Marcie Pruett, 39, of San Diego, California has been battling breast cancer for the past three years. After two surgeries, two cycles of chemotherapy and radiation, and a course of oral chemotherapy for the past six months, she feels thirty years older than her age. “My bones and my muscles ache, and it’s difficult to move around or crouch.” Six weeks ago, she started a beginner’s yoga class, and the gentle stretching and rolling that promotes flexibility, strength and mental relaxation has helped her greatly. “I feel good from the night of the class to well into the next day,” she says.
Pruett is not the only one in the yoga class with a connection to breast cancer. Her instructor, Susan Rosen, is a survivor who has made an instructional yoga video for breast cancer survivors and teaches similarly themed workshops, including a class at Kaiser Permanente’s Positive Choice Wellness Center in San Diego.
One of Rosen’s favorite poses for breast cancer patients, shown in the photo above, begins with lying on your back, with arms extended out to the sides and gently supported on blankets.
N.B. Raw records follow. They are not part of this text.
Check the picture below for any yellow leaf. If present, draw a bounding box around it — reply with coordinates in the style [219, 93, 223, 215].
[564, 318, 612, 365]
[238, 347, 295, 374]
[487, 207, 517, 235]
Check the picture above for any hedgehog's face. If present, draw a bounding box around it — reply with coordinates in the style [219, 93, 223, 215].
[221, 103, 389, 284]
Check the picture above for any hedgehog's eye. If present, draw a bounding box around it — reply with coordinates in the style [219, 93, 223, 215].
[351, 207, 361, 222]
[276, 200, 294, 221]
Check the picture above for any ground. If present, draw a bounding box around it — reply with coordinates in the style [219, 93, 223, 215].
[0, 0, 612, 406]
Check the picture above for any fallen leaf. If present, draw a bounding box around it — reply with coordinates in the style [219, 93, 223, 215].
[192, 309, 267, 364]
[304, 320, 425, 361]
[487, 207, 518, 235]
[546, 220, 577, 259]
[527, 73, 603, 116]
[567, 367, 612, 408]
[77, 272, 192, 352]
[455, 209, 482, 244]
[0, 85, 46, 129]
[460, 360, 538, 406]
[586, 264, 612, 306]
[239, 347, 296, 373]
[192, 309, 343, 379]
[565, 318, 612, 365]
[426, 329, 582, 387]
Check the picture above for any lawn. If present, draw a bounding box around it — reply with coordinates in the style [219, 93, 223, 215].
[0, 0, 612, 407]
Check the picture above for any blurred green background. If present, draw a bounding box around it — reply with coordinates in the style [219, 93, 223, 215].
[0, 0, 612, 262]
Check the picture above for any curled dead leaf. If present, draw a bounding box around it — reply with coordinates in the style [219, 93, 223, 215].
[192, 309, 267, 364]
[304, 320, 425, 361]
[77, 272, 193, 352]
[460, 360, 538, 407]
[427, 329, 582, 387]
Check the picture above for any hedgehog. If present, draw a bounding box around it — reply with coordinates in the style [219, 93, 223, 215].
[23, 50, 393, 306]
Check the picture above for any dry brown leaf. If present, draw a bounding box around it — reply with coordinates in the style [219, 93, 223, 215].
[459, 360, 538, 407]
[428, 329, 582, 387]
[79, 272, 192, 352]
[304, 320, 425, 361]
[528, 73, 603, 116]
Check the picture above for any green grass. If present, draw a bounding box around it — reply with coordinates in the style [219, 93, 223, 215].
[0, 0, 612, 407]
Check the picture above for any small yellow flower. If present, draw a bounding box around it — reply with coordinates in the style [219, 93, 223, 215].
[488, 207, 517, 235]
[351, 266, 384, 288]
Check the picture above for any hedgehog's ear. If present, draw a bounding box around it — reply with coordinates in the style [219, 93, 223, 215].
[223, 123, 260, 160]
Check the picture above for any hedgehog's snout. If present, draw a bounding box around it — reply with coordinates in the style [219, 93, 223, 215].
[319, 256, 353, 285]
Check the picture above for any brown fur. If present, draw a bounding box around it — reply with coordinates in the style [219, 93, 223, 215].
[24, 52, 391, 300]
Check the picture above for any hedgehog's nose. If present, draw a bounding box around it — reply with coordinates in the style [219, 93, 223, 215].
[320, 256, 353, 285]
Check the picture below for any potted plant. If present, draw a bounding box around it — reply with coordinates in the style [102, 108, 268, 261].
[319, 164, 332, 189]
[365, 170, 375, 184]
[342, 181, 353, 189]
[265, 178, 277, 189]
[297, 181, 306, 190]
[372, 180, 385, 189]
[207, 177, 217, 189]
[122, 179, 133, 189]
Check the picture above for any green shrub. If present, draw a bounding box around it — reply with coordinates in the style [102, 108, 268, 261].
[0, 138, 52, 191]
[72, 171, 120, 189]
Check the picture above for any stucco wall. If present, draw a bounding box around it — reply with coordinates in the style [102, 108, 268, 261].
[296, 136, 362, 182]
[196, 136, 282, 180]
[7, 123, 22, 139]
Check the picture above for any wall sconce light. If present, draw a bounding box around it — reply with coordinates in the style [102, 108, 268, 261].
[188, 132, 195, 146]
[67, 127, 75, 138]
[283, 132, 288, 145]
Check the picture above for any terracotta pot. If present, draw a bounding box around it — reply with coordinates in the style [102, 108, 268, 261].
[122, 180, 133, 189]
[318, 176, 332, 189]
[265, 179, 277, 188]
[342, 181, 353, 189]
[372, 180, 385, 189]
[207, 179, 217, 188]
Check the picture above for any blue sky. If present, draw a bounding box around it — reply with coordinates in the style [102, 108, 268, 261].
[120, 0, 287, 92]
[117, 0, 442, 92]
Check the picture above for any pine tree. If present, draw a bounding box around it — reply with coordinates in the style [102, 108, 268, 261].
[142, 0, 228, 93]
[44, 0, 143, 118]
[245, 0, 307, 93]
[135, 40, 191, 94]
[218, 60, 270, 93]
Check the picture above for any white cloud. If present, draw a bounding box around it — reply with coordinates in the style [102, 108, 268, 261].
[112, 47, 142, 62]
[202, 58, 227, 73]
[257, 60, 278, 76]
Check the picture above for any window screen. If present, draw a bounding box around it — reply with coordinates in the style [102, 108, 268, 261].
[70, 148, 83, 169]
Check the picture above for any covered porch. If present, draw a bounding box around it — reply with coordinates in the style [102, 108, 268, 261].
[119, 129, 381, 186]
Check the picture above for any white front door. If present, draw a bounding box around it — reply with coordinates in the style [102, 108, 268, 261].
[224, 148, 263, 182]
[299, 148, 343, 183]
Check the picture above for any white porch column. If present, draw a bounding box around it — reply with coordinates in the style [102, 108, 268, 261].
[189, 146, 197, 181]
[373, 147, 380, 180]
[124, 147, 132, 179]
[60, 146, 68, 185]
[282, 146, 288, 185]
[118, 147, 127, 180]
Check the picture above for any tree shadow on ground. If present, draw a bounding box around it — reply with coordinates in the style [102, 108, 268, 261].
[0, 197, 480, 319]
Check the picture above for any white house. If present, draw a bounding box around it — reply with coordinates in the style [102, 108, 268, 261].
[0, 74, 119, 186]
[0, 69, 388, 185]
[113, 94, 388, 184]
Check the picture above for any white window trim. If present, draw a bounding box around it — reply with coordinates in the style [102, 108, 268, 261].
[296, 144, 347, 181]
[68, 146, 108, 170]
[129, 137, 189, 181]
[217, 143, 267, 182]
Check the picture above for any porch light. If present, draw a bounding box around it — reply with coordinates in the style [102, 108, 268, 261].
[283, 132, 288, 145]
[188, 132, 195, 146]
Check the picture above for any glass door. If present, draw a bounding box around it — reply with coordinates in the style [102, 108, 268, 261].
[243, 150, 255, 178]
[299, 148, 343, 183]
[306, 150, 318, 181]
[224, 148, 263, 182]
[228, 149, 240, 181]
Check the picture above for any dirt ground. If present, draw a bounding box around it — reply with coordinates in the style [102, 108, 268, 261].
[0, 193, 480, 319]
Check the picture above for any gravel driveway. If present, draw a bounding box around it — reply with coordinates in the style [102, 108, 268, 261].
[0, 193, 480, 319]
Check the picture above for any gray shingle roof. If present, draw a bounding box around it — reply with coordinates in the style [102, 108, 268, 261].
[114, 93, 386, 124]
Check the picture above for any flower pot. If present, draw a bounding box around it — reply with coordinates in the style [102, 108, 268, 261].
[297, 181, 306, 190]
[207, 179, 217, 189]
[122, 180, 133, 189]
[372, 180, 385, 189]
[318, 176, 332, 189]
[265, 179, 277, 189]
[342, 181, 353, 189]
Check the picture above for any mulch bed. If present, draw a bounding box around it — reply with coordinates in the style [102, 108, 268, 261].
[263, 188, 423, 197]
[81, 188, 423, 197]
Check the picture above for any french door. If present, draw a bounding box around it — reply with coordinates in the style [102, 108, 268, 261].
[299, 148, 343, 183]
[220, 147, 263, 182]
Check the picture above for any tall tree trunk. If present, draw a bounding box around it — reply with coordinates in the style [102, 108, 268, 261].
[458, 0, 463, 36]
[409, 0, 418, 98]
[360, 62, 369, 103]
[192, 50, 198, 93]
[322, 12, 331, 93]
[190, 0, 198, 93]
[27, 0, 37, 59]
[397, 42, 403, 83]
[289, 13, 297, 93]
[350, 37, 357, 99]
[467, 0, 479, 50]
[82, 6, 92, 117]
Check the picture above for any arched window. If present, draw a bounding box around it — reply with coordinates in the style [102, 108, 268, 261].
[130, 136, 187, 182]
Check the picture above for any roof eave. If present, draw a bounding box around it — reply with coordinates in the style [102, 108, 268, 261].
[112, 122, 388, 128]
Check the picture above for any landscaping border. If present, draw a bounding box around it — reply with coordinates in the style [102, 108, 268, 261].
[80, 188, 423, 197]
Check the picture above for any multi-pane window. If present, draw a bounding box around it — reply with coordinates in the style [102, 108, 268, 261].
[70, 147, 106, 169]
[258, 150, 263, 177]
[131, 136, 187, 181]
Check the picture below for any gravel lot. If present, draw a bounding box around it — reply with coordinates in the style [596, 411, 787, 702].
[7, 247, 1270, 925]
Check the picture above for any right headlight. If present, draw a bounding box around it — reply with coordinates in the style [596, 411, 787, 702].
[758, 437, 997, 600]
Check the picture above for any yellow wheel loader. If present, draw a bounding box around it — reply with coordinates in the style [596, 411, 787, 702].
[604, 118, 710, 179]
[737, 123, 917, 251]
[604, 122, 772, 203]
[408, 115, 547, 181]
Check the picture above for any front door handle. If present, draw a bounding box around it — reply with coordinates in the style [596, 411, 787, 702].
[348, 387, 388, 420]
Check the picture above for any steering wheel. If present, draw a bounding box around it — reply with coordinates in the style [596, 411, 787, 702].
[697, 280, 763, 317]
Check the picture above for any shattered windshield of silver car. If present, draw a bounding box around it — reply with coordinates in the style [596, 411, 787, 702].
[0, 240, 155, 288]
The relaxing pose opens the chest, helps circulation, improves range of motion and helps reduce the discomfort of tight scar tissue. “If you’ve had a mastectomy or lymph nodes removed, restorative poses on your upper body help you to stretch,” Rosen says.
While many in the medical community dismiss mind-body interventions such as yoga, massage, Reiki, and Tai Chi as New Age hocus-pocus, it’s not unusual for cancer patients to use these techniques to help them deal with the lingering side effects of surgery, chemotherapy and radiation. There is a small but growing body of evidence that for breast cancer patients yoga improves quality of life, decreases fatigue, reduces stress, and may boost the immune system.
These studies include:
- An M.D. Anderson Cancer Center study that found that women being treated for breast cancer felt better after yoga, with less fatigue and daytime sleepiness.
- A Duke University study of yoga for women with breast cancer that spread beyond the breast found that a customized yoga program led to less pain and fatigue and more relaxation.
- A study of the Iyengar method of yoga conducted at Washington State University, Spokane, found that the style promotes psychological well-being and perhaps boosts the immune system of women in treatment for breast cancer.
Whether certain types of yoga—Indian verus Tibetan, or certain poses, are more beneficial to breast cancer patients, is an open question. “I tell patients to see what works best for them. It’s not always the technique. Sometimes, it can be the instructor,” says M. Alejandro Choul, Ph.D., a mind-body intervention specialist at M.D. Anderson Cancer Center, who works on the yoga research and teaches classes. He notes that meditation techniques can help ease patients through radiation and chemotherapy, and that patients report that yoga has reduced their pain levels for everything from headaches to shoulder or joint pain.